EDF ‘confirms stake’ in Sizewell

EDF is understood to have confirmed its financial backing for Sizewell C, in a major step forward for the scheme.

The decision of the state-owned French energy company to approve a funding package would be a significant milestone for the plant on the Suffolk coast, which was given development consent in July.

Before leaving office, former prime minister Boris Johnson pledged £700m to the scheme, urging his successor to “go nuclear and go large”, but the funding of the project has been mired in uncertainty.

According to the i newspaper, the French government has now given the go-ahead for EDF to take a 20 per cent stake in the plant, with final sign-off expected after the UK government’s autumn statement on 17 November.

A further 20 per cent stake is expected to be taken by Whitehall, leaving 60 per cent in the hands of external investors, according to the i.

The Times had reported in September that the UK government planned to take a 50 per cent stake in a new development vehicle, alongside EDF, as part of a plan to get construction started on the project and ease out Chinese-state-owned CGN from the build.
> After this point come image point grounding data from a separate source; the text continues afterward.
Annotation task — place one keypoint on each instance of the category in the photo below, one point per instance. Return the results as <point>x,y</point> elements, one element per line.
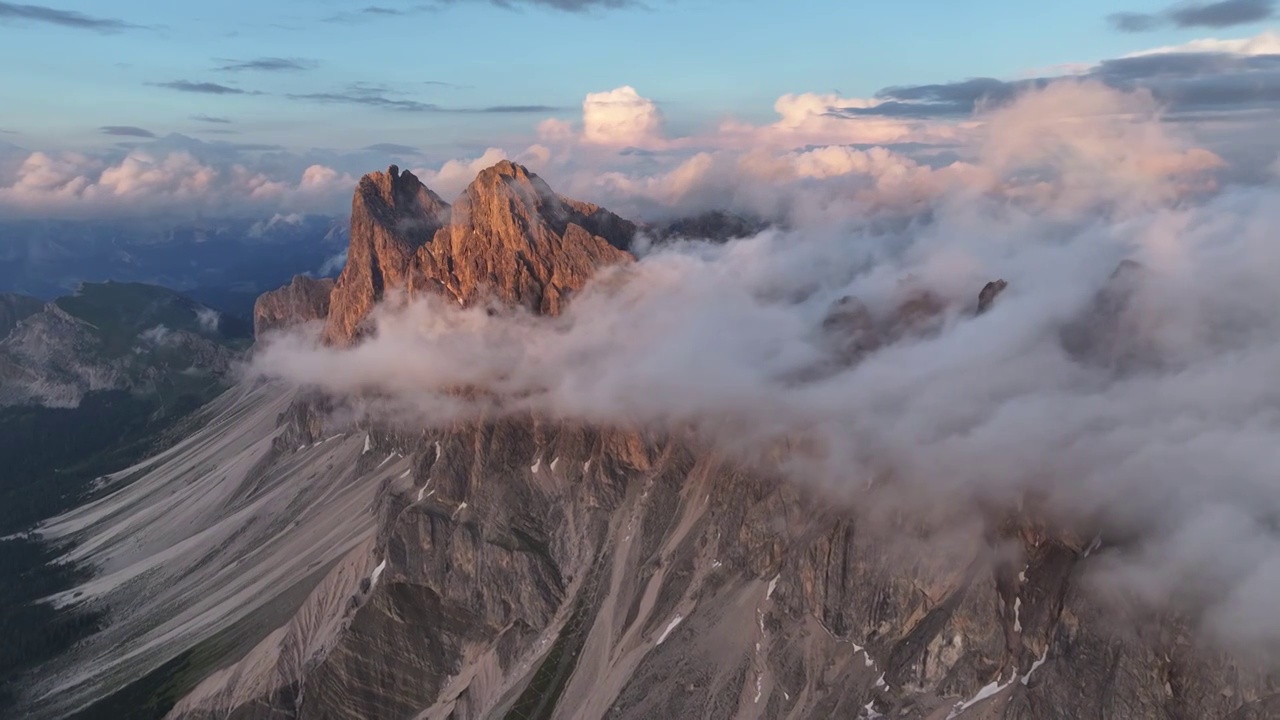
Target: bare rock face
<point>508,238</point>
<point>301,301</point>
<point>392,215</point>
<point>850,331</point>
<point>515,241</point>
<point>990,291</point>
<point>14,309</point>
<point>1106,333</point>
<point>529,568</point>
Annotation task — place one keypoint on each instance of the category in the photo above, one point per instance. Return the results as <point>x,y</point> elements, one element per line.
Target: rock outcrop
<point>392,215</point>
<point>530,568</point>
<point>14,309</point>
<point>301,301</point>
<point>988,295</point>
<point>507,238</point>
<point>114,336</point>
<point>539,568</point>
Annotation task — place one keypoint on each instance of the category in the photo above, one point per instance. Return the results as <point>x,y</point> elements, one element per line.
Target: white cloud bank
<point>1160,429</point>
<point>74,185</point>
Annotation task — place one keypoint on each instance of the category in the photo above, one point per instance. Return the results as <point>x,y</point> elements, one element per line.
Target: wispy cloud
<point>373,95</point>
<point>202,87</point>
<point>1225,13</point>
<point>449,85</point>
<point>1180,78</point>
<point>374,12</point>
<point>126,131</point>
<point>268,64</point>
<point>393,149</point>
<point>565,5</point>
<point>10,12</point>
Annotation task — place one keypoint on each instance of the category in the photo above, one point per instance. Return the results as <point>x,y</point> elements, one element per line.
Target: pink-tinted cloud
<point>74,185</point>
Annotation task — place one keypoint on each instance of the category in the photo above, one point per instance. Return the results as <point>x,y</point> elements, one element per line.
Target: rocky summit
<point>508,238</point>
<point>297,565</point>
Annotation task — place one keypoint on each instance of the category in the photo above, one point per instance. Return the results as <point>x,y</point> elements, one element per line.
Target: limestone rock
<point>990,291</point>
<point>301,301</point>
<point>14,309</point>
<point>508,238</point>
<point>515,241</point>
<point>392,215</point>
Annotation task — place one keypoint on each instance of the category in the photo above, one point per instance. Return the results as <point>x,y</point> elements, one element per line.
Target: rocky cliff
<point>508,238</point>
<point>114,336</point>
<point>301,301</point>
<point>392,215</point>
<point>539,568</point>
<point>14,309</point>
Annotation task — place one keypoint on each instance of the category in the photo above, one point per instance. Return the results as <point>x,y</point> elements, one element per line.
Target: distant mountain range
<point>286,560</point>
<point>224,263</point>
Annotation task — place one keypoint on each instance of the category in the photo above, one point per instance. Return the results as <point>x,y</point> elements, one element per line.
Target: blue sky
<point>698,59</point>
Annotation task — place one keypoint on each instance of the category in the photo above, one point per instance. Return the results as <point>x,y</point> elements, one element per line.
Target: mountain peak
<point>392,215</point>
<point>508,237</point>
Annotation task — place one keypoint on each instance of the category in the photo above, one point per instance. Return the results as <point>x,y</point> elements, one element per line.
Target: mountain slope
<point>114,336</point>
<point>14,309</point>
<point>534,566</point>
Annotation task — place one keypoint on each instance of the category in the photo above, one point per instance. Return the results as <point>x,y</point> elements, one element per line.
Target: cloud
<point>154,181</point>
<point>565,5</point>
<point>393,149</point>
<point>1262,44</point>
<point>374,95</point>
<point>12,12</point>
<point>1210,73</point>
<point>1157,431</point>
<point>202,87</point>
<point>1225,13</point>
<point>449,85</point>
<point>127,131</point>
<point>621,117</point>
<point>371,12</point>
<point>268,64</point>
<point>208,318</point>
<point>455,176</point>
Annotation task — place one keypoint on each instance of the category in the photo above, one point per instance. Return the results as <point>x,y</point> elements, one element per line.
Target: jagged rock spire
<point>508,237</point>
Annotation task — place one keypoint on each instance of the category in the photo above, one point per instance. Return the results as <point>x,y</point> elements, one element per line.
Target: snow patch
<point>1095,545</point>
<point>378,573</point>
<point>670,628</point>
<point>1036,666</point>
<point>992,689</point>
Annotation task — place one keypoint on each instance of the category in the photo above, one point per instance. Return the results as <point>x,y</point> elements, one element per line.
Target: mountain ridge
<point>531,566</point>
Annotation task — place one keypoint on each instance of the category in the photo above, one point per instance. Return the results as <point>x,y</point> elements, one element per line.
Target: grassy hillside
<point>51,456</point>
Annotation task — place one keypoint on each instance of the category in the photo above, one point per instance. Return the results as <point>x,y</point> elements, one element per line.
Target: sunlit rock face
<point>507,238</point>
<point>301,301</point>
<point>534,566</point>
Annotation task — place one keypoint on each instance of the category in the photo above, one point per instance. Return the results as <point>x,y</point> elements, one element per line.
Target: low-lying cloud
<point>1224,13</point>
<point>1148,415</point>
<point>42,14</point>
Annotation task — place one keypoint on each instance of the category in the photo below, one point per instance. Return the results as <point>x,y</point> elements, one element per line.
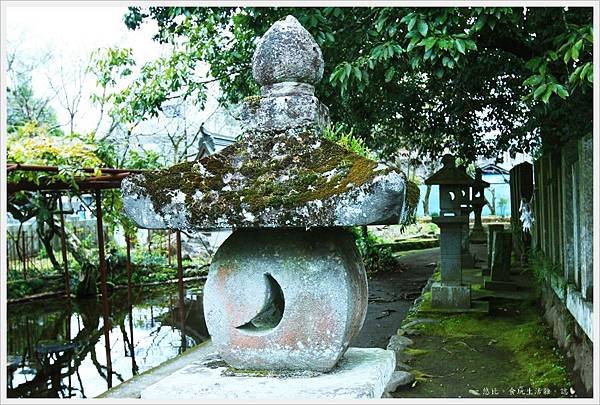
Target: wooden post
<point>24,253</point>
<point>130,305</point>
<point>63,248</point>
<point>181,295</point>
<point>169,246</point>
<point>105,310</point>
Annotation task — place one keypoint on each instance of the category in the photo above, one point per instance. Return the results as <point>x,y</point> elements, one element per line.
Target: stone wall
<point>569,336</point>
<point>562,237</point>
<point>521,187</point>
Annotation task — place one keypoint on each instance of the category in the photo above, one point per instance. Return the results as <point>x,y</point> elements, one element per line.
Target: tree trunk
<point>426,201</point>
<point>89,270</point>
<point>492,205</point>
<point>46,233</point>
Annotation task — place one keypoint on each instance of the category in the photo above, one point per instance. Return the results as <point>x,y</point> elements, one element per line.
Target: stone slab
<point>490,284</point>
<point>361,374</point>
<point>450,296</point>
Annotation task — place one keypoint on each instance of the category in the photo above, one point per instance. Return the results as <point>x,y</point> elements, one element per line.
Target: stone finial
<point>287,53</point>
<point>448,161</point>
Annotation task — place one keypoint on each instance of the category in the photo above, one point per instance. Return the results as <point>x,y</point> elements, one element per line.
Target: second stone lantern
<point>454,184</point>
<point>287,290</point>
<point>478,202</point>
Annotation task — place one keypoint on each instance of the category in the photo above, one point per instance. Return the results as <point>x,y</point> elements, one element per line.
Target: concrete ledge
<point>361,373</point>
<point>133,387</point>
<point>444,296</point>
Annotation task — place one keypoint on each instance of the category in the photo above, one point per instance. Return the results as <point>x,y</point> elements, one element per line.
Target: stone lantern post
<point>468,260</point>
<point>478,202</point>
<point>287,291</point>
<point>454,183</point>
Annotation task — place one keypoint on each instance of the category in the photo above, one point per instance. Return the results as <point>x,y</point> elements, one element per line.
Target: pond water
<point>59,352</point>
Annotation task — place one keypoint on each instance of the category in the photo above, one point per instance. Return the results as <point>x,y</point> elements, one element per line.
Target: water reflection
<point>58,351</point>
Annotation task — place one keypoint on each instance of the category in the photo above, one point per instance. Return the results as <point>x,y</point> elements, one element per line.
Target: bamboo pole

The total estimated cost of the scheme has risen to between £20bn and £30bn, with construction expected to take between nine and 12 years.

A staff memo from Sizewell C executive chairman Stephen Billingham, seen by the i, said significant work had been done to secure the support of the French government for the investment.

“At its board meeting today, EDF, supported by the French government representatives, unanimously approved EDF entering into the GID [Government Investment Decision] agreements,” it said.

Billingham labelled the development a “major milestone”, but warned against complacency, saying that the future of the plant could still be affected by political turmoil in the UK.

“As befits a project of national importance, we are not immune from the political changes that have happened in Whitehall over the last few weeks,” he is reported to have said.

When complete, it is estimated that the 3.2 gigawatt plant will be capable of generating electricity for six million homes for up to 60 years.

A government spokesperson said: “Nuclear power has a key role to play as we work to reduce our reliance on fossil fuels and exposure to volatile global gas prices.

“We are seeking to approve at least one large-scale nuclear project in the next few years to strengthen our energy security, and are in constructive, ongoing negotiations on Sizewell C. As these are active and commercially sensitive discussions, we cannot comment further.”

EDF declined to comment when contacted by Construction News.